Celebrate Liberty! Famous Patriotic Speeches & Sermons by David Barton

Celebrate Liberty! Famous Patriotic Speeches & Sermons by David Barton

Author:David Barton
Language: eng
Format: epub
Published: 2011-01-04T20:08:00+00:00


The Rev. Samuel Davies

Samuel Davies was one of the two most noted clergyman in America in his day, the other being the Rev. George Whitefield. Both men were leaders in the First Great Awakening - a national religious revival that lasted from 1730 to 1770, with some of its most active years occurring from 1734 to 1745. Whitefield was considered the most noted traveling evangelist of that movement, and Davies its most noted (and perhaps its most widely published) pulpit minister.
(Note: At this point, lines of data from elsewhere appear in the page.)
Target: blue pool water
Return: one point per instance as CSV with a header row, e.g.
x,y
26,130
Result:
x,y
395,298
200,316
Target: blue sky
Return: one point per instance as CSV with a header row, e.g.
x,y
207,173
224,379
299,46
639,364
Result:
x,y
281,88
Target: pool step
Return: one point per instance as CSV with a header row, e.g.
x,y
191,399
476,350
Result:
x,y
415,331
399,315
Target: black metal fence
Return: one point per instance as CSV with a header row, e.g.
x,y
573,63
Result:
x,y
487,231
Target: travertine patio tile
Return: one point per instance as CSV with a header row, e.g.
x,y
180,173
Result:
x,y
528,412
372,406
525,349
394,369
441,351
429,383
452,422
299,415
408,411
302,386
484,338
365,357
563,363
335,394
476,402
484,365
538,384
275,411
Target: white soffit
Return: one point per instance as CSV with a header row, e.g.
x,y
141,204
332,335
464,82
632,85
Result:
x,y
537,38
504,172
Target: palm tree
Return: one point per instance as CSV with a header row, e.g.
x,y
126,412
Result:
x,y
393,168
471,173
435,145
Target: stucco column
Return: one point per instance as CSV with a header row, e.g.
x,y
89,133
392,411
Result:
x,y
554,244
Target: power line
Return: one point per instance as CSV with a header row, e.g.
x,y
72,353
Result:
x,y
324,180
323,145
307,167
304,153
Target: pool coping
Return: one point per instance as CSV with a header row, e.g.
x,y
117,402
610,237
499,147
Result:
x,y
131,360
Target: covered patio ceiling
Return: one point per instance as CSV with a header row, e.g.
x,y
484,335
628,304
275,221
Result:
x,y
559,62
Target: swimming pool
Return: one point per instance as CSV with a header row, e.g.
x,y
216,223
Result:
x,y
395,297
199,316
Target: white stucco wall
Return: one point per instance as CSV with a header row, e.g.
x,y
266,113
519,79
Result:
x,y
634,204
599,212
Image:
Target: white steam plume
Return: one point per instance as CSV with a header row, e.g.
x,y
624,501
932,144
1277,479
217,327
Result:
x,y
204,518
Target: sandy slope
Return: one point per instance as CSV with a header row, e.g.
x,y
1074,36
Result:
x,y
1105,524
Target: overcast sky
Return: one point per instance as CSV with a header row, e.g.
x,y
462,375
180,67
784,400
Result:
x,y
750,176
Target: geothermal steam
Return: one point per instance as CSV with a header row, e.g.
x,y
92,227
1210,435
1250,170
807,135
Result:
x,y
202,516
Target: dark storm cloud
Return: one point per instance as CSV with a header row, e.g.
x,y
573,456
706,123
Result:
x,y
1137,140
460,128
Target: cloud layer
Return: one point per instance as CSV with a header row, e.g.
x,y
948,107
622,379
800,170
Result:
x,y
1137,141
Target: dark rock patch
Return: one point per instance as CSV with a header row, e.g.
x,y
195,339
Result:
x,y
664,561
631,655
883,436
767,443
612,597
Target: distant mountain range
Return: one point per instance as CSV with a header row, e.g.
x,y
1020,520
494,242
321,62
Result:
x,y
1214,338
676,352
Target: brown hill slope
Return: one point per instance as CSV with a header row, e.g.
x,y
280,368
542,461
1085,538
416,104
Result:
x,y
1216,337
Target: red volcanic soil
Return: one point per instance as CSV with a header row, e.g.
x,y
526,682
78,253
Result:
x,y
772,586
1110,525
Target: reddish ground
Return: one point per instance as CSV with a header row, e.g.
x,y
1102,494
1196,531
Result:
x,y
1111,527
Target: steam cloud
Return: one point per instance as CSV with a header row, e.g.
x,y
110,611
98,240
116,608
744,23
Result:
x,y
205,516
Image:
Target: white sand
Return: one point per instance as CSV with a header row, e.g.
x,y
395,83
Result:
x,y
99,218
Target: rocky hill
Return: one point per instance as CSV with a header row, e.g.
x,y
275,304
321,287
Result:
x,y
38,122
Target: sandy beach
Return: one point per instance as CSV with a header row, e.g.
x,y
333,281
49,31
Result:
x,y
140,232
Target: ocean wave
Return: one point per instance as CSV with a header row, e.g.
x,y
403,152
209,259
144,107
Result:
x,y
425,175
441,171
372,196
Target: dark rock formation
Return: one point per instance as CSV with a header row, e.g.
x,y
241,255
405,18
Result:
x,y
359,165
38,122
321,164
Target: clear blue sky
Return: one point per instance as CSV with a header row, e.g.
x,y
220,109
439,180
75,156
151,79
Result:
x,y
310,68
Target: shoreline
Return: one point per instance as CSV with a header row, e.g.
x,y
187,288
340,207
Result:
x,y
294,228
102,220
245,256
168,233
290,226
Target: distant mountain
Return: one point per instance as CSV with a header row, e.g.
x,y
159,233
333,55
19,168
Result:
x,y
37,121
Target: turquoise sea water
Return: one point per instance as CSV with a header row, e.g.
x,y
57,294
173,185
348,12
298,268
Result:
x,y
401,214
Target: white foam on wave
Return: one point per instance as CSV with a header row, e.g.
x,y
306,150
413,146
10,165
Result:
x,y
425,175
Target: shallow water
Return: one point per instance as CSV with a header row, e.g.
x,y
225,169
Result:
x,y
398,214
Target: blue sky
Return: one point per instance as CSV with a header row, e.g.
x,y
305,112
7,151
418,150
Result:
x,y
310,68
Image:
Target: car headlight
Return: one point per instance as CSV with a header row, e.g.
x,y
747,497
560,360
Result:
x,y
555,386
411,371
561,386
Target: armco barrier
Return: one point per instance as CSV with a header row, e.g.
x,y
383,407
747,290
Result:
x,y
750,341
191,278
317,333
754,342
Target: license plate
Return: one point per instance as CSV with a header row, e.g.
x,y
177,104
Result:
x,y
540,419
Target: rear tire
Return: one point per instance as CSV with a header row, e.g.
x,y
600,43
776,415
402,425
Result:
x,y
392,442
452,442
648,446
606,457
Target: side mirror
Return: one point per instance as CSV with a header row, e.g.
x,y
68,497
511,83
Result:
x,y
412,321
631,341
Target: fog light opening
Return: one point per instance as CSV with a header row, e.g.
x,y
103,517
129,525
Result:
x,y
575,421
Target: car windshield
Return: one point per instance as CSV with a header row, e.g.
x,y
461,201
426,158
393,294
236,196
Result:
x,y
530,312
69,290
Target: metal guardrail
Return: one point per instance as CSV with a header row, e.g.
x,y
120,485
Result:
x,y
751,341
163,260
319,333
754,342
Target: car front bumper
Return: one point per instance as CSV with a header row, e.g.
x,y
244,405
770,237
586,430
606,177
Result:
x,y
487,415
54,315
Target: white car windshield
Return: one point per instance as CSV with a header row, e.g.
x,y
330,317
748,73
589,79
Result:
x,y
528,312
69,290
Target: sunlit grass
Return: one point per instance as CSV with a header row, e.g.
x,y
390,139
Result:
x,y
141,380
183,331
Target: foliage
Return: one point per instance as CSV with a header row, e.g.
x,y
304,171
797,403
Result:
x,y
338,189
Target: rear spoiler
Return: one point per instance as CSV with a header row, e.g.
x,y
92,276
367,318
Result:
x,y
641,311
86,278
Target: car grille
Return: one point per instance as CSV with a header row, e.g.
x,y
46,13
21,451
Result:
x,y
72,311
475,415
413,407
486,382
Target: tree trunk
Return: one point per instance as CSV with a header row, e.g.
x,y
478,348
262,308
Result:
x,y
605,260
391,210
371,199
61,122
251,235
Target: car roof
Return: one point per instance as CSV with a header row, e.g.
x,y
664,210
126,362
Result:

The first Great Awakening directly impacted and personally touched nearly one-half of America's two million inhabitants. The Rev. Davies was not only a clergyman but also an educator, serving as the President of Princeton.

The First Great Awakening actually laid much of the foundation for the changes in thinking that eventually led to the success of the American Revolution. For example, it caused the people to discover that they were actually a nation rather than just thirteen separate colonies - that they had much more in common than different - that they had one common Christian faith, even though distinguished by different creeds and denominations.

As an example of this unifying effect, both John Adams and Benjamin Franklin cited the Rev. George Whitefield's "Father Abraham" sermon in which Whitefield argued that in Heaven there were no Baptists, Catholics, Presbyterians, Lutherans, Quakers, etc., but only Christians. (This was indeed a revolutionary idea since most of the Colonies at that time had a single State-established denomination, often promoted to the exclusion of all others.) The Great Awakening also lowered many of the distinctions based on race or class. In short, it was a direct precursor to and influence on American independence. As John Adams later confirmed: "The Revolution was effected before the War commenced. The Revolution was in the mind and hearts of the people and change in their religious sentiments and obligations." The Rev. Samuel Davies played a prominent role in that national transformation.

Davies had been licensed to preach as a Presbyterian in 1746; the following year he was ordained as an evangelist and dispatched to Virginia for missionary work in that Anglican-controlled State. In Virginia, dissenters and non-conformists (the non-Anglicans) were frowned upon, persecuted, imprisoned, or put to death for offenses such as preaching without a license or holding prohibited gatherings (non-Anglican services).

Davies became an advocate for the non-conformists (Presbyterians, Baptists, Quakers, etc.), working to defend their civil and religious liberties in both Virginia and North Carolina. He is credited with almost single-handedly building the Presbyterian denomination in that region.

Davies also spent extended time in the British Isles raising money from Presbyterians in Scotland for the work of their brethren in America. While in the Isles, Davies delivered some sixty sermons, many of which were published and received broad distribution on both sides of the ocean.

Returning from Great Britain, Davies lived and preached another eight years in America before dying of pneumonia. In the half-century following his passing, it is reported that his sermons were more widely read than those of any other minister from his era.